En 2007, Nicolas Sarkozy s’était péniblement réconcilié avec Kadhafi en faveur des infirmières bulgares, moyennant 10  milliards d’euros de contrats jamais honorés. Lorsque la crise gagne la Libye à la mi-février  2011, Nicolas Sarkozy mobilise ses contacts arabes : son meilleur ami, le cheikh Hamad ibn Khalifa al-Thani, l’émir du Qatar propriétaire d’Al-Jazeera qui propage avec gourmandise la « révolution arabe », et son autre ami le cheikh émirati Zayed, qui veille à ce que la France ne fasse pas cavalier seul avec le Qatar.

Le 25 février, Nicolas Sarkozy enterre d’une phrase le Guide de la révolution : « Kadhafi doit partir. » Le 27, il nomme Alain Juppé au Quai d’Orsay tandis que voit le jour en Libye le Conseil national de transition (CNT). À 62 ans, Bernard-Henri Lévy ronge son frein en mémoire de Malraux, rêvant de sauver Benghazi après son échec de Sarajevo. Le 5 mars, il se rend sur place et rencontre le patron du CNT  Mustapha Abdeljalil, auquel il propose de but en blanc de rencontrer le président français. Nicolas Sarkozy le reçoit le 10 mars à l’Élysée, en présence de l’écrivain et d’Alain Juppé, du jamais vu dans la diplomatie franco-arabe. Deux « folies s’emboîtent », commente Alain Minc (Nathalie Nougayrède, « BHL, porte-étendard libyen », Le Monde, 8 novembre 2011).

Il n’est pas simple de proposer aux Français d’intervenir en Libye avec les Anglo-Saxons, après avoir expliqué qu’une intervention occidentale en Irak en 2003 serait une tragédie. Mais l’esprit « néoconservateur » washingtonien tant vilipendé à Paris a traversé l’Atlantique grâce au « droit d’ingérence » humanitaire théorisé par Bernard Kouchner. Le 17 mars, la résolution 1973 du Conseil de sécurité de l’ONU poussée par la France est adoptée sous chapitre VII (autorisant une intervention armée) par 10 voix sur 15. Russes, Chinois et Allemands, pourtant très méfiants, se sont abstenus pour éviter un massacre à Benghazi. « Toutes les mesures jugées nécessaires pour protéger les populations civiles » seront prises. Le 19 mars, le sommet de Paris réunit les alliés dont le Qatar et les Émirats, et annonce une opération militaire aérienne déclenchée le jour même. La coalition s’engage dans une guerre aérienne qui passe sous commandement opérationnel de l’OTAN le 30 : son objectif devient de facto la défaite et la destitution de Kadhafi.
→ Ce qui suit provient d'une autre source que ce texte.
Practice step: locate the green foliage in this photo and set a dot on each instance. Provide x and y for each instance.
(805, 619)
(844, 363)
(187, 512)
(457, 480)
Les Russes ont été bernés. 

Du 19 mars au 20 août, Sarkozy offre une belle victoire stratégique à son armée grâce à l’intendance américaine, sans lever les réticences du corps des officiers et des services antiterroristes, notamment la DST, conscients de la fureur des Algériens et des Syriens, et de la légèreté prise avec le droit onusien. Syrte tombe le 20 octobre et Kadhafi est tué dans le convoi qui l’exfiltrait. La guerre a coûté 350 millions d’euros à la France, qui a réalisé 35 % des frappes aériennes, outre ses commandos au sol qui ont fomenté la prise de Tripoli. 
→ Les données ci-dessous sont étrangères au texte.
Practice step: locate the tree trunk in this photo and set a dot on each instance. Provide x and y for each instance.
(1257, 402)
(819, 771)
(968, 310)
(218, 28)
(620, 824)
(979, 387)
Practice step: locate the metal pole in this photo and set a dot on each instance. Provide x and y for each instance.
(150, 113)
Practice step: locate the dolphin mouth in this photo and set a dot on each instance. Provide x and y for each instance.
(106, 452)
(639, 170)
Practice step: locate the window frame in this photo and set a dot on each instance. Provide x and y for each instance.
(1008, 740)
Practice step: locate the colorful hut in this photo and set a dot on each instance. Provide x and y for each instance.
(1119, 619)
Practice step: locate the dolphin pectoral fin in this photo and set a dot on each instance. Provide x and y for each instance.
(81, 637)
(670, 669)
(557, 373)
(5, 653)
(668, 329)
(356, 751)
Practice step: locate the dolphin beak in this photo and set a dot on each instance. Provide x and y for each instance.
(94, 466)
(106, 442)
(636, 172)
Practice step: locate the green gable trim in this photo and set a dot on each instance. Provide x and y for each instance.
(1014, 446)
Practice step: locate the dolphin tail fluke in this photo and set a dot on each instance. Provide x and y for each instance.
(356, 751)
La rupture avec la politique arabe de la France, de 1967 comme de 2003, est très brutale, suscitant des controverses à la mesure du séisme. Le président français est soupçonné par les Italiens d’avoir agi pour les intérêts pétroliers français. Russes, Algériens, et les clients de Kadhafi sont furieux. Alger dénonce la politique coloniale de la canonnière et condamne en bloc, d’autant que 1 000 missiles sol-air de longue portée, ainsi que des millions d’armes et munitions sont sortis des arsenaux libyens, pour partie expédiés au Sahel par les mercenaires de Kadhafi. Sur le terrain, les Frères musulmans libyens sont assistés par Turcs et Qataris ; et pour faire diversion, le Qatar rachète pour 40 millions d’euros le Paris-Saint-Germain en mai  2011. Bernard-Henri Lévy et Nicolas Sarkozy sont étrangement devenus les promoteurs de la révolution arabe que les Frères musulmans considèrent comme leur. La guerre en Libye a fait rejouer le clivage français sur l’Algérie de 1992-1995 entre éradicateurs et islamistes, mais à front renversé. Tout est prêt pour la Syrie.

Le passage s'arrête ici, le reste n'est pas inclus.